Due to limited DNA quantities, 5 µL of each sample was used for preliminary PCR screening with RAPD primers (OPB-05) to confirm amplifiable DNA. The reaction mixture included template DNA, 10 µM OPB-05 primer, 200 µM dNTP mix, 1 U Taq DNA polymerase, 1× PCR buffer, 1.5 mM MgCl₂, and nuclease-free water. Successful amplification with RAPD primers confirmed DNA integrity.
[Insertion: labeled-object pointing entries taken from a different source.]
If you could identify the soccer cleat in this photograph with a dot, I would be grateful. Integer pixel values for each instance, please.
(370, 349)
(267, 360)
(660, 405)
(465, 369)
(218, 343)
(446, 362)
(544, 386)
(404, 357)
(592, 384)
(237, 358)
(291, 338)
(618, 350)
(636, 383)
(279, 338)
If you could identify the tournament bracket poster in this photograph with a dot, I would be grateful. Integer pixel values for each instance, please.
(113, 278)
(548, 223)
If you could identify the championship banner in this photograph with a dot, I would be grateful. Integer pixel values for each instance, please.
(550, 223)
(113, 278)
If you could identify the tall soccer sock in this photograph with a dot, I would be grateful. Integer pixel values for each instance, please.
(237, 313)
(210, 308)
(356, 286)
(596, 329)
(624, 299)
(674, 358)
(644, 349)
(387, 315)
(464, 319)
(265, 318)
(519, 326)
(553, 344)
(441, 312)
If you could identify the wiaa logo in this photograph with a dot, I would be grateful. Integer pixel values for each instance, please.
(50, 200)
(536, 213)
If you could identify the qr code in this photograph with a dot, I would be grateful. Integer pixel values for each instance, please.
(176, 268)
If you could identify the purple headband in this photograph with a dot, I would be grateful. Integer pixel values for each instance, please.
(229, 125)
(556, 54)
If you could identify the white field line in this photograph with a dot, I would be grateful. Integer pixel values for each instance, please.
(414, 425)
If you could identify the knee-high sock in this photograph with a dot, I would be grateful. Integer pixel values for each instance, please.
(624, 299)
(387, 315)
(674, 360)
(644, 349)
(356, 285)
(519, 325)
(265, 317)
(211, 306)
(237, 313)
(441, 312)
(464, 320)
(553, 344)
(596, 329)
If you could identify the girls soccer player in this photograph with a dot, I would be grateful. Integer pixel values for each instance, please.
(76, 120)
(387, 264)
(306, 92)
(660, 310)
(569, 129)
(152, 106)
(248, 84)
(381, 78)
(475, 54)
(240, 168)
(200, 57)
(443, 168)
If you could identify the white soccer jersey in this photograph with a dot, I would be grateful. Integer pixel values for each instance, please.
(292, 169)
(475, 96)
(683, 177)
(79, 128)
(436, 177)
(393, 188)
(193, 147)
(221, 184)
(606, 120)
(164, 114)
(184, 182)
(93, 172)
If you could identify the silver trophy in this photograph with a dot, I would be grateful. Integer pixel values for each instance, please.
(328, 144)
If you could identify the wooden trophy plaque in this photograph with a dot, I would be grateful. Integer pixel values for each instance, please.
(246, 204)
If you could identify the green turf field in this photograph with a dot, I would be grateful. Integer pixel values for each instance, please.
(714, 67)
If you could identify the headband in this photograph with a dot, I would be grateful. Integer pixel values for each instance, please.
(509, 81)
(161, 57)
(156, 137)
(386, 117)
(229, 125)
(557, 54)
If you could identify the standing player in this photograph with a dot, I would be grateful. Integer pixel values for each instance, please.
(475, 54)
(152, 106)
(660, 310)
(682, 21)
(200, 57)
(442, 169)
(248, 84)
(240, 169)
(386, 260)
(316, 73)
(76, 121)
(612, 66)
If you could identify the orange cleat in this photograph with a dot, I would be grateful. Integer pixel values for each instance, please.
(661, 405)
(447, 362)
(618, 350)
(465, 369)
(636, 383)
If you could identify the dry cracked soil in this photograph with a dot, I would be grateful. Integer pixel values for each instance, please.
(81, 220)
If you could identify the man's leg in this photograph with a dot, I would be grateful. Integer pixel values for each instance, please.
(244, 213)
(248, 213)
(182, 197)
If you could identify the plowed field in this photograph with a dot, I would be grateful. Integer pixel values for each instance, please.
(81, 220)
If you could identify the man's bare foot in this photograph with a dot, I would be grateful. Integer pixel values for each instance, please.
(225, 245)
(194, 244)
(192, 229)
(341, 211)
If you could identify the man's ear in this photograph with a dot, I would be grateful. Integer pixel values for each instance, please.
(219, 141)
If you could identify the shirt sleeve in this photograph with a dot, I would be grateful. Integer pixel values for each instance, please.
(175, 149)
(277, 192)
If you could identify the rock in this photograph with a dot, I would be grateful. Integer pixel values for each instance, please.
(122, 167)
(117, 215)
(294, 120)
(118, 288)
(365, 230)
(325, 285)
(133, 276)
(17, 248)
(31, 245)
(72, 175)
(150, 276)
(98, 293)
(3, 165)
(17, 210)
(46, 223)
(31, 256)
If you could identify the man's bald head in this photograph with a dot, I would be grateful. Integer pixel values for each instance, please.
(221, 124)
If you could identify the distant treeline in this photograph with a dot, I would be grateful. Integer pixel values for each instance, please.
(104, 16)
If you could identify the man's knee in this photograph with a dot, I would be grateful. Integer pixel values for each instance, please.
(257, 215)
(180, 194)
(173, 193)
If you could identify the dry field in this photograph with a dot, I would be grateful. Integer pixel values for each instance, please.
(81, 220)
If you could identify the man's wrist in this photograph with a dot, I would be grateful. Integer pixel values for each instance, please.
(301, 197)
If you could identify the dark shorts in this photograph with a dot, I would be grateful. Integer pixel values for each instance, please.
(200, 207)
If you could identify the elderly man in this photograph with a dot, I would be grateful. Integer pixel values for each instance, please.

Subsequently, the voltage-gated sodium channel (VGSC) gene region was targeted using primers 1273iF (5′-AAGCCGCCATTGTTACCAGA-3′) and 1973iR (5′-GCTGTTGTTACCGTGGAGCA-3′), validated by Millán-Leiva et al. (2018) [17]. Reactions were performed in triplicate under identical conditions: initial denaturation: 94 °C for 2 min, 35 cycles of denaturation: 94 °C for 30 s, annealing: 51 °C for 30 s, extension: 72 °C for 60 s, and lastly, additional final extension: 72 °C for 10 min.

PCR products were resolved on 0.8% agarose gels, stained with ethidium bromide, and visualized under UV light.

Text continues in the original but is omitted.